Abstract
The Department of Defense (DOD) increased funding for Artificial Intelligence (AI) from $874 million in 2022 to approximately $1.8 billion in 2024. The allocation demand signifies a strategic push for machine learning (ML) driven capabilities, which includes Autonomous Vehicle (AV) control and navigation in a variety of military applications. However, physical tests of AVs incur high development costs and introduces substantial safety risks. Extended Reality (XR) simulation platforms provide a safe and cost-effective alternative to determine viability and repeat testing but may significantly differ from real-world driving. If XR could be proven as a viable platform for traffic data collection, driving scenarios, such as AVs, could be studied extensively. A custom multimodal traffic simulation platform (i.e., InterchangeSE) was utilized to simulate various driving scenarios. InterchangeSE possesses four key capabilities: autonomous vehicle integration, 3D virtual environment rendering, human agent interfacing, and traffic generation. InterchangeSE was used to collect driving data to train and deploy ML models for AV control (i.e., steering angle and throttle response).
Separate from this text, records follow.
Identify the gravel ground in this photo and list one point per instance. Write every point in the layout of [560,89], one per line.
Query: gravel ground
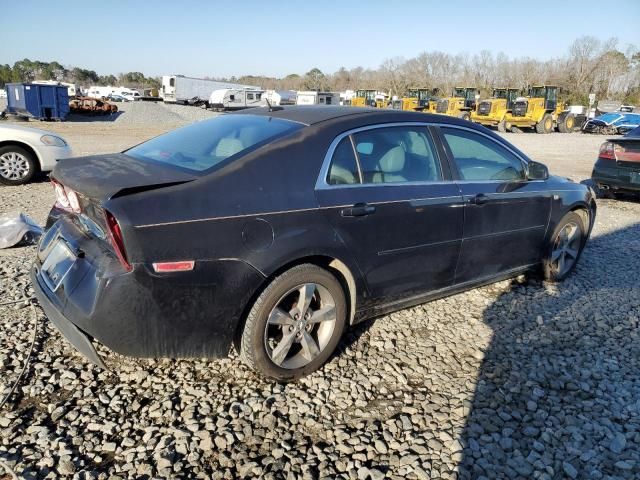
[520,379]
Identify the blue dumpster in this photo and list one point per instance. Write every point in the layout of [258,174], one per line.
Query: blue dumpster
[43,102]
This paper presents the training, deployment, and evaluation of various ML models in the XR simulation, InterchangeSE. Two scenarios, a baseline road environment with and without traffic, were used for data collection. Using Design of Experiments (DOEs), five ML end-to-end learning architectures (i.e., Convolutional Neural Networks and lightweight transformers) were subjected to variability in their network design and common image augmentation techniques, such as horizontal flipping, brightness variability, additional noise, and shadow manipulation. Alongside investigating model training, a detailed statistical analysis was performed to assess the impacts of these model configurations under the real-time constraints imposed by the virtual environment. The top performing models were deployed and evaluated in the XR simulation platform under different driving scenarios, including three-lane highways, highway merging, and intersections, with the findings yielding effective AV control.